In the Biddeford/Saco District, wardens dealt with many car-deer and car-moose collisions and nuisance animal complaints. Hammond essentially responded to phone calls. But in the Rangeley District, “the phone doesn’t ring, so you have to be out in the field and dig up these things for yourself. These rural districts, you have to be a lot more proactive than reactive.”

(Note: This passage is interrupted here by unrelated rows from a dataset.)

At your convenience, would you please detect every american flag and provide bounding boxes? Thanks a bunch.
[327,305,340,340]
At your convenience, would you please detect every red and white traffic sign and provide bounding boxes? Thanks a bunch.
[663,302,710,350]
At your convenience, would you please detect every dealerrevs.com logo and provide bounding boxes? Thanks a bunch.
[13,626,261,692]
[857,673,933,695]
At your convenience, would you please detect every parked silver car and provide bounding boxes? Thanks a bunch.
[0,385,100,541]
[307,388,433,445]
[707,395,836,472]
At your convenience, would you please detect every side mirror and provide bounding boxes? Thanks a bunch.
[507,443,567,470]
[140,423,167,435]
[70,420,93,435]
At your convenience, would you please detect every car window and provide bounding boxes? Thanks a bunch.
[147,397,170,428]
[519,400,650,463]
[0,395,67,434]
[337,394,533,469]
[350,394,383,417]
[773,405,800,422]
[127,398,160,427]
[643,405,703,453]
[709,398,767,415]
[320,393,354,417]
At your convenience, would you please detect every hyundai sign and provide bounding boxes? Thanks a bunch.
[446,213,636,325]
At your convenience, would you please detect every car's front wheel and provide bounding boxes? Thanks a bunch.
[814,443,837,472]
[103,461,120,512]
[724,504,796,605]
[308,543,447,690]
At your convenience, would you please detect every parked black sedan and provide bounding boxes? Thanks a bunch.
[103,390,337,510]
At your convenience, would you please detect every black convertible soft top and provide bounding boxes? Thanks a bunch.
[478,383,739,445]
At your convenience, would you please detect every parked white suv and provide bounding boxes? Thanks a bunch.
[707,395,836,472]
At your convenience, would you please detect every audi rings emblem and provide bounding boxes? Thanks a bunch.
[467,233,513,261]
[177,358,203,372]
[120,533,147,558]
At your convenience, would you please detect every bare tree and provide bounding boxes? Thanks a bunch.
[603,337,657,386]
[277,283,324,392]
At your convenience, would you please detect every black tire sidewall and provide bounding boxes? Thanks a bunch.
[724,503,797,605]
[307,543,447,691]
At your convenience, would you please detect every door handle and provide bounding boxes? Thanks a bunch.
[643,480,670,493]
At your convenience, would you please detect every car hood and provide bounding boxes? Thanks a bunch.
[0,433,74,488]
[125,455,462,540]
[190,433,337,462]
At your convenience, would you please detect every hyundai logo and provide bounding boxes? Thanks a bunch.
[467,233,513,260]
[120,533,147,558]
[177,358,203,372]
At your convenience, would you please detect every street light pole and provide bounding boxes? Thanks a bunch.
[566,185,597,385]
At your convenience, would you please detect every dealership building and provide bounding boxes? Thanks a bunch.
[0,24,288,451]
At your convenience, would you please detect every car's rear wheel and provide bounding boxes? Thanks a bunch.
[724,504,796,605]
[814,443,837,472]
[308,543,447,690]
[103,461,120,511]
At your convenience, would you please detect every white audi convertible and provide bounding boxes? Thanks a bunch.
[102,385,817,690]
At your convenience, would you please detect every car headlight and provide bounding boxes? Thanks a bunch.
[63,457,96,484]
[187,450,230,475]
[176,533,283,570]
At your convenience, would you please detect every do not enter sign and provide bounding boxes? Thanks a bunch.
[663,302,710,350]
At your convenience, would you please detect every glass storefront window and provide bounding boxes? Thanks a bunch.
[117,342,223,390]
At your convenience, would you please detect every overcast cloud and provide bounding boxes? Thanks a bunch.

In rural districts, wardens also become part of the community. Hammond embraced that, helping people on his days off and coaching baseball and softball.

But over the years, the job changed and, so too, have lawbreakers.

“There is a lot more awareness and education now,” Hammond said. “I think people are beginning to realize how important the resource is now. It’s not like it was 25 years ago.

“I always make the analogy that 25 years ago, people would shoot a deer at night or catch too many fish and go to the coffee shop and brag about it and laugh and think it was funny,” he said.

“You do that now and someone in that coffee shop is going to be calling and you’re going to get in a mess over it and the penalty is pretty severe. Big stuff like night-hunting deer or getting too many deer, that’s a mandatory three days in jail and a $1,000 fine.”

Hammond said he only had a few cold cases, because he spent last year chasing down lawbreakers “that I really wanted to get.”

“A lot of crimes I investigated, you get bits and pieces of information that you kind of make notes on,” he said. “It might take you a year or two, but people are creatures of habit. And a lot of times, they come to the same place, the same week, the same year or even the same day.”

He said he once caught a guy with 56 trout and salmon over his limit.

“I’d say one of the the strangest and oddest ones, we caught a guy night hunting and exactly one year to the date, we caught him again in the same field with the same deer on the same day — one year later — and he got the same ride to jail,” Hammond said.

Unlike southern Maine, a huge part of the Rangeley District is search and rescues, especially along the Appalachian Trail, where Hammond spent a lot of time.

“Some of my most fondest and interesting moments have been searches,” he said. “I’ve been on Saddleback Mountain when it looks like you could reach out and touch a star, and then I’ve been on Saddleback Mountain and held my hand up in front of my face and I could not see my fingers. So you get yourself into some crazy places and crazy situations.”

But of all of the searches he’s participated in, he wishes he could have found Geraldine Largay, the 66-year-old AT through-hiker from Tennessee who vanished from the trail in 2013 in Hammond’s district and has yet to be found despite an extensive search effort.

Largay was last seen early in the morning of July 22, 2013, at Poplar Ridge lean-to. It is a trail shelter between Saddleback Junior mountain and Poplar Ridge. She was reported missing on July 24 by her husband when she failed to meet him at a prearranged point on Route 27 in Wyman Township.

“That Largay search, that’s got a lot of game wardens scratching their heads on that,” Hammond said. “That section from Route 4 to just over in Redington, I doubt there’s a person alive that’s hiked that as much as I have….I can’t even fathom a guess as to where she is.”

Hammond, who was named Maine’s top warden for 2007, said he decided to retire “because everything in law enforcement is changing.”

“It’s just a different ballgame than it was 25 years ago,” he said. “The stuff we encounter in the fields now and the attitude from different people, our department is changing, the administration is changing, everything is just changing and I don’t adhere well to change. … If you want to be effective, it really is a young person’s job.

“I like to think I was very passionate about this job. It’s been a spectacular career and I’d never change it for anything in the world,” Hammond said.